Но она солгала бы, солгала бы даже себе. Потому что поиск ее не завершен. Она очень долго блуждала во тьме, но еще не нашла света, и было бы несправедливо умереть, не завершив поиска, умереть, даже не зная, что искала и как узнала бы найденное.

Шаги продолжали слышаться. Уже ближе.

На стене у входа в пещеру слабый, но становящийся все ярче свет. Фонарик.

Где Роберт взял его? Она забрала лежавший в дупле. Должно быть, держал запасной в машине. Обнаружил веревку, спустился и теперь идет сюда. Приближается по боковому коридору, ступает осторожно, как ступала она.

Видел ли Роберт луч ее фонарика? Пожалуй, нет. Чтобы глазам привыкнуть к темноте, нужно время, и этому мог помешать его фонарик. Даже если не видел луча, то должен был заметить стрелы, нарисованные на стенах губной помадой. Он точно знал, где она.

Что делать, что делать?

Можно просто стоять на месте. Ждать его появления. Поговорить с ним.

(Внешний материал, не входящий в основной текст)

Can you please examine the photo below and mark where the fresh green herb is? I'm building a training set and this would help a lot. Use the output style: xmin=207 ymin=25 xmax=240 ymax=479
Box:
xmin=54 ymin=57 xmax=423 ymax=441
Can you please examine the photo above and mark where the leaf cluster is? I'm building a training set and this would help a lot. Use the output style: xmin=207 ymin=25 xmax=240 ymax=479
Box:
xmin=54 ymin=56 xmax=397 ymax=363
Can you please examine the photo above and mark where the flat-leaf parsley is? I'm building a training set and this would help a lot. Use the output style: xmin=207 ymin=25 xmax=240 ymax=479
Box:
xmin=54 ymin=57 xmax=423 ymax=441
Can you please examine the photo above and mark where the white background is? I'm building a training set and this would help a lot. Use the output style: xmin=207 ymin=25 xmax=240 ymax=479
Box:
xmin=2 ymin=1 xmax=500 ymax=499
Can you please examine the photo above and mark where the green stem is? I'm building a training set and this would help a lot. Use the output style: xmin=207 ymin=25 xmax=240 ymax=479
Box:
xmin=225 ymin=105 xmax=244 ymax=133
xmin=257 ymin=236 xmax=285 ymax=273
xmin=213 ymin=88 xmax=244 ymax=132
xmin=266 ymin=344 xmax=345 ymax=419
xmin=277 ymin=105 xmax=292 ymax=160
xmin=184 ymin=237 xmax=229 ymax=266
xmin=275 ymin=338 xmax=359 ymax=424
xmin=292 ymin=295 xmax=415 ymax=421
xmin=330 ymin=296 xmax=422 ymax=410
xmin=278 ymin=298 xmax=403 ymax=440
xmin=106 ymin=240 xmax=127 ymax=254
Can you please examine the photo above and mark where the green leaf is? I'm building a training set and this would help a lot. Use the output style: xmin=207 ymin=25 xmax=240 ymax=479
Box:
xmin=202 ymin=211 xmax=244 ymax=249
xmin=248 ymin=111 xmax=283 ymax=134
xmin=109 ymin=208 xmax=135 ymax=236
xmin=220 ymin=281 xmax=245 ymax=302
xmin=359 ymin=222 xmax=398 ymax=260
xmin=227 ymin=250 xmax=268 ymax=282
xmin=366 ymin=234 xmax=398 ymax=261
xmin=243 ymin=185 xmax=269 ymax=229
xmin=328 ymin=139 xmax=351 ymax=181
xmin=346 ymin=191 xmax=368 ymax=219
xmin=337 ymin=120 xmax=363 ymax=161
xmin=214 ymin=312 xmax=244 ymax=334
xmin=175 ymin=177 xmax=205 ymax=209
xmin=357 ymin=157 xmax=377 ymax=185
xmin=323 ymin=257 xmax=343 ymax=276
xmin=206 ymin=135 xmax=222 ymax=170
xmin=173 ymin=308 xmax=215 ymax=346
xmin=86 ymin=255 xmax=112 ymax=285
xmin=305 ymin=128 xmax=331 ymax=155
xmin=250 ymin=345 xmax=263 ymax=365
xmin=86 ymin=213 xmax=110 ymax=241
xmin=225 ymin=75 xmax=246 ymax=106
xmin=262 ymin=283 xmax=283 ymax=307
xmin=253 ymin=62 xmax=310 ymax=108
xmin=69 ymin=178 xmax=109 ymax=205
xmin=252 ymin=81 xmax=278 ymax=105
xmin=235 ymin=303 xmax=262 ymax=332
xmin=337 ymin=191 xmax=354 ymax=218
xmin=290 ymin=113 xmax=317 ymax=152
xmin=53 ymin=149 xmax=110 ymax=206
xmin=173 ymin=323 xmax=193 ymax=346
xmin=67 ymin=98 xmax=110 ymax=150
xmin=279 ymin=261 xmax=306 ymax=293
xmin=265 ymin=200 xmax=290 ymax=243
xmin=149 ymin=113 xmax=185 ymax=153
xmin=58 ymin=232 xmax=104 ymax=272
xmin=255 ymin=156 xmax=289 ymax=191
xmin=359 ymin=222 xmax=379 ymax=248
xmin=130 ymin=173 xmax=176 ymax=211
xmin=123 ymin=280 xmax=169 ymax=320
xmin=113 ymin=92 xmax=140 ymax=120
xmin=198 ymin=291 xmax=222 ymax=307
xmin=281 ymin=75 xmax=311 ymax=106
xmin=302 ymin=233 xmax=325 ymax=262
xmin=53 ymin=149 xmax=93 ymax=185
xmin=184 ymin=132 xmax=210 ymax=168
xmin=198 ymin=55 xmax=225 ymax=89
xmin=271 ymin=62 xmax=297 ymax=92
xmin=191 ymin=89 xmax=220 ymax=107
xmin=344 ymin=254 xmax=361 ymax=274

«Нет, оставь, это безнадежно. Ты видела стол, видела на полу мозаику засохшей крови. Он не из тех, кого можно уговорить».

Убежать? Если попытаться уйти по коридору, Роберт тут же ее обнаружит.

«Тогда прячься. Или ищи другой выход».

Эрика попятилась от входа. Чуть раздвинула пальцы на линзах фонарика, пропуская три узкие полоски света.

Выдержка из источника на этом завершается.